Whether you're aware of it or not, America is going through a sexual revolution.
Simply put, young people are less likely than older generations to say that they're exclusively heterosexual.
According to a study of 1,000 people from YouGov, only 64% of respondents aged 18 to 29 identify themselves as completely heterosexual. For all adults, 78% identify as wholly heterosexual.
Here's how the data breaks down along the Kinsey scale, which measures sexuality from "completely heterosexual" to "completely homosexual":
Graphic by Andy Kiersz at Tech Insider / Data from YouGov
For the study, YouGov interviewed 1,000 adults between August 12 and 13 - you can see the questions here.

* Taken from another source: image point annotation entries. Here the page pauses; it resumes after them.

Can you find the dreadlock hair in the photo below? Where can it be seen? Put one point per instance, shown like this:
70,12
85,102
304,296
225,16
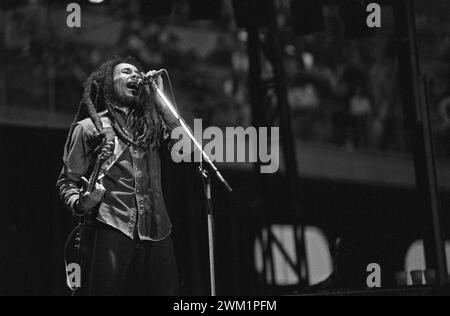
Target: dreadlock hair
145,123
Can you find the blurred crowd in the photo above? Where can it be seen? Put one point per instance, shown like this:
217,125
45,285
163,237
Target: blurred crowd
342,92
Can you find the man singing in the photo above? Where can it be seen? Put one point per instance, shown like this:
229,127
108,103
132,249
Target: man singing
130,252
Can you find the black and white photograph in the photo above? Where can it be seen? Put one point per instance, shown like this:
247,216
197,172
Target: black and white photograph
228,155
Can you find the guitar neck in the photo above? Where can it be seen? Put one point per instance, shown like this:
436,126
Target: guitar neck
94,176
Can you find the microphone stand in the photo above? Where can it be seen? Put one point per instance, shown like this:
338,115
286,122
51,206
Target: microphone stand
206,181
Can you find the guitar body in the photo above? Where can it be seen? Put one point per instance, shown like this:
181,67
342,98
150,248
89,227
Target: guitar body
78,249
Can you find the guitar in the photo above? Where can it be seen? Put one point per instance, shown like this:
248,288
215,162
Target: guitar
76,240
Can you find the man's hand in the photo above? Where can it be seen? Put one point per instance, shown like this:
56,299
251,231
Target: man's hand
152,92
87,200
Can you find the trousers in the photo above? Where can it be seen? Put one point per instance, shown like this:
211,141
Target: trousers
120,266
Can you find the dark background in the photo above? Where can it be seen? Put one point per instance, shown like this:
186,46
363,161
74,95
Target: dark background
356,180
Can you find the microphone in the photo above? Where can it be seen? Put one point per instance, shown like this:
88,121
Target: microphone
152,75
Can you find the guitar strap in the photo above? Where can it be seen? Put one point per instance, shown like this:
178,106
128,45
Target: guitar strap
119,148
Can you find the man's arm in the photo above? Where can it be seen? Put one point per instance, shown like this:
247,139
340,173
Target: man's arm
72,182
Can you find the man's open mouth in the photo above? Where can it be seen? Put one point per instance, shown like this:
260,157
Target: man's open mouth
133,87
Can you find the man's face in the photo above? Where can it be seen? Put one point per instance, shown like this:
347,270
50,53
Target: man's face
127,85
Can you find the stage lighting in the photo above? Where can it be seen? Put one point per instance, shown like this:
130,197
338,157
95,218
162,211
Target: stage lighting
307,16
353,14
252,12
205,9
156,8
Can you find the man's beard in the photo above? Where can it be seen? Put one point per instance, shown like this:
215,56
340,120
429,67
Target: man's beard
126,101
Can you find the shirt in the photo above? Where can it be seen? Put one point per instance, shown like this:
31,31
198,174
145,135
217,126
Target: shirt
133,198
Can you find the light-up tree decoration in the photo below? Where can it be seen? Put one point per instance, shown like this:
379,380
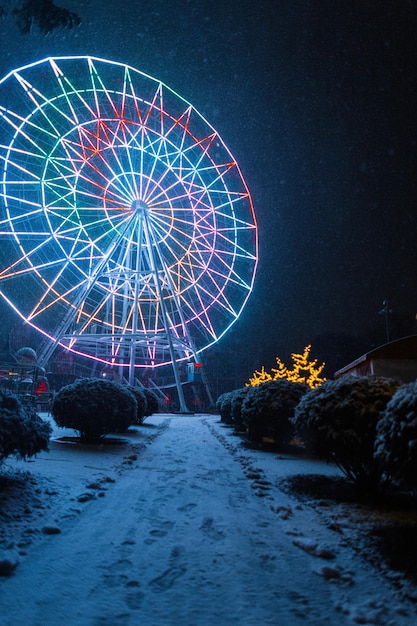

As editor Peter Moore notes on YouGov, sexual fluidity depends strongly on age group:
29% of respondents under age 30 identified as bisexual or homosexual
24% of respondents from age 30 to 44 identified as bisexual or homosexual
8% of respondents age 45 or older identified as bisexual or homosexual
The Kinsey scale was developed in 1948 by zoologist Alfred Kinsey and his colleagues Wardell Pomeroy and Clyde Martin. After interviewing thousands of people about their sexual histories, Kinsey's team discovered that people didn't exclusively stick to partners of the same or opposite sex.
As Kinsey argued in his 1948 book "Sexual Behavior of the Human Male," humans don't really fit into a sexual binary.
"Males do not represent two discrete populations, heterosexual and homosexual," he wrote. "The living world is a continuum in each and every one of its aspects."
And now the self-identification data is really beginning to show it.